We searched PubMed, Web of Science, OVID Medline, and Cochrane Library databases for clinical trials assessing the diagnostic performance of ECG in detecting CA. We employed the risk ratio and 95% confidence interval (CI) to explicit estimates. QUADAS-2 was applied to evaluate the bias risk and the clinical applicability of the included studies. Reviewer Manager (RevMan) 5.3 and Stata 16.0 were employed to complete all statistical analyses.

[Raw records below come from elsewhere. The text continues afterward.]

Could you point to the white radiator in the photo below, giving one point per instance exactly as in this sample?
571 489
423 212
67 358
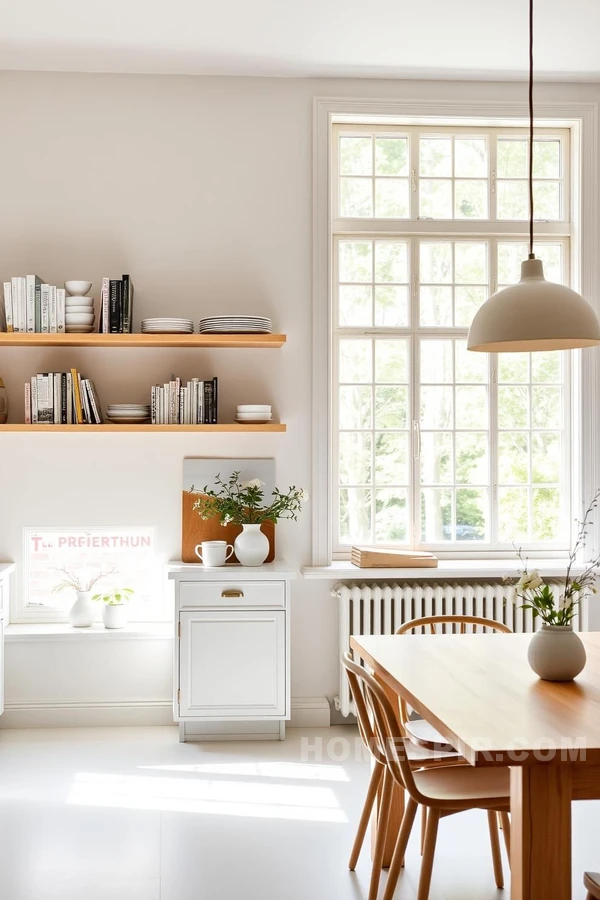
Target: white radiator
382 608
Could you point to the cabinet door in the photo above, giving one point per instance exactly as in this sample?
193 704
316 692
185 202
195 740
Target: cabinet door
232 664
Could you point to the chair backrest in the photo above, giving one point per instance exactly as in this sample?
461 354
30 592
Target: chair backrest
366 727
388 735
464 623
432 623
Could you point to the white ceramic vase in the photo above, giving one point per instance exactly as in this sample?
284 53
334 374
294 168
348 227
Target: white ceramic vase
251 546
83 611
556 653
114 616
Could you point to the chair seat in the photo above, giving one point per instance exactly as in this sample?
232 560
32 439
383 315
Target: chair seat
591 881
453 786
422 733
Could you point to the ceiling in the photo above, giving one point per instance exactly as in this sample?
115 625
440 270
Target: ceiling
475 39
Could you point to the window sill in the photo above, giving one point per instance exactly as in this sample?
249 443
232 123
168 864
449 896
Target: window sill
143 631
447 568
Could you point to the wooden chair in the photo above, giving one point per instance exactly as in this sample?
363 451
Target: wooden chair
591 881
419 731
381 780
444 791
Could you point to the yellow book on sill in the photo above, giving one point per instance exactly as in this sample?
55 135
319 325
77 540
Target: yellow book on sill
385 558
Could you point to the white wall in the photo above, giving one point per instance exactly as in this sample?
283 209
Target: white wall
201 190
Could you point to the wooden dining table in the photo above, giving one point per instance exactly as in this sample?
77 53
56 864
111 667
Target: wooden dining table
480 693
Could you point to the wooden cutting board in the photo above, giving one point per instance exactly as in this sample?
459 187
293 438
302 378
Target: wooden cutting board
194 530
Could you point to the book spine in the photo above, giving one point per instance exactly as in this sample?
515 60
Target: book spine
30 303
77 397
34 402
114 314
126 282
60 310
28 404
64 401
56 398
45 301
45 398
52 321
94 402
8 306
23 303
14 283
105 306
69 398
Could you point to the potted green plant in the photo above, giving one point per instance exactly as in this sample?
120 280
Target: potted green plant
113 606
83 612
556 652
243 503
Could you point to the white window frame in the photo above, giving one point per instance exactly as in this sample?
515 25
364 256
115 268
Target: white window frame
22 613
581 120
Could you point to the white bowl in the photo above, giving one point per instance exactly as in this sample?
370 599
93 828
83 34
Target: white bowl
78 287
79 301
79 318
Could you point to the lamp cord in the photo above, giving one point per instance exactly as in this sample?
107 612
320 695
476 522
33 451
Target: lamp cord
531 253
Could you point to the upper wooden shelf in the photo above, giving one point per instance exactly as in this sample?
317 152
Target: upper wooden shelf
241 341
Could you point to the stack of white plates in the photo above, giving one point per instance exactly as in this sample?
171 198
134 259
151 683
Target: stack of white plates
167 326
128 413
253 415
235 325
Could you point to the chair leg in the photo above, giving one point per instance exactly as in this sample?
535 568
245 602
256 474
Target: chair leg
382 822
433 818
400 848
505 819
495 842
366 814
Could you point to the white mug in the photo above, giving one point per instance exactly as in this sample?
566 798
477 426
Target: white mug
213 553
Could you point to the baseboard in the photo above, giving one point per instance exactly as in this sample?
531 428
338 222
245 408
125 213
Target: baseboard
73 714
306 712
310 712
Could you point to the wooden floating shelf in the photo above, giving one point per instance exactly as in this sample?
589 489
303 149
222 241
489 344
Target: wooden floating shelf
241 341
271 428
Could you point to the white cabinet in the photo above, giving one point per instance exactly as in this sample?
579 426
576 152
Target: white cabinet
232 651
232 663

This meta-analysis included ten studies (N = 6353 patients). Overall, the findings of the study exposed that, for CA patients in whom the ECG method was used, the sensitivity and specificity were 0.49 and 0.91, respectively. The positive likelihood ratio (LR) and negative LR were 5.17 and 0.57, respectively. The diagnostic odds ratio (DOR) and diagnostic score of the ECG in detecting CA were 9.11 and 2.21. The area under the curve (AUC) was 0.83(95% CI = 0.79-0.86). The hierarchical summary receiver operating characteristic (HSROC) curve further confirmed the diagnostic accuracy of the ECG, demonstrating a high prediction and confidence interval for the pooled estimate. No significant publication bias was detected, as confirmed by funnel plot analysis. Sensitivity analysis confirmed that the pooled estimates for ECG remained stable after the exclusion of individual studies, underscoring the robustness of the findings. The combined DOR and diagnostic score were 9.11 and 2.21, respectively.
ECM has low sensitivity and high specificity in the diagnosis of CA. AUC > 0.5, indicating that ECM has accuracy and diagnostic value in the diagnosis of CA to some extent.
我们进行了系统评价和荟萃分析,以评估心电图(ECG)方法在检测心脏淀粉样变(CA)中的诊断价值,从而指示其临床应用。
我们检索了 PubMed、Web of Science、OVID Medline 和 Cochrane Library 数据库中的临床试验,评估了 ECG 检测 CA 的诊断性能。我们采用风险比和 95%置信区间(CI)来明确估计值。QUADAS-2 用于评估纳入研究的偏倚风险和临床适用性。采用 Reviewer Manager(RevMan)5.3 和 Stata 16.0 完成所有统计分析。
本荟萃分析纳入了 10 项研究(N=6353 例患者)。总体而言,研究结果表明,对于使用 ECG 方法的 CA 患者,敏感性和特异性分别为 0.49 和 0.91。阳性似然比(LR)和阴性 LR 分别为 5.17 和 0.57。ECG 诊断 CA 的诊断优势比(DOR)和诊断评分分别为 9.11 和 2.21。曲线下面积(AUC)为 0.83(95%CI=0.79-0.86)。层次汇总受试者工作特征(HSROC)曲线进一步证实了 ECG 的诊断准确性,表明对汇总估计值有较高的预测和置信区间。漏斗图分析证实不存在显著的发表偏倚。敏感性分析证实,排除个别研究后,ECG 的汇总估计值仍然稳定,这突显了研究结果的稳健性。联合 DOR 和诊断评分分别为 9.11 和 2.21。
ECG 在 CA 的诊断中具有较低的敏感性和较高的特异性。AUC>0.5,表明 ECG 在一定程度上具有 CA 诊断的准确性和诊断价值。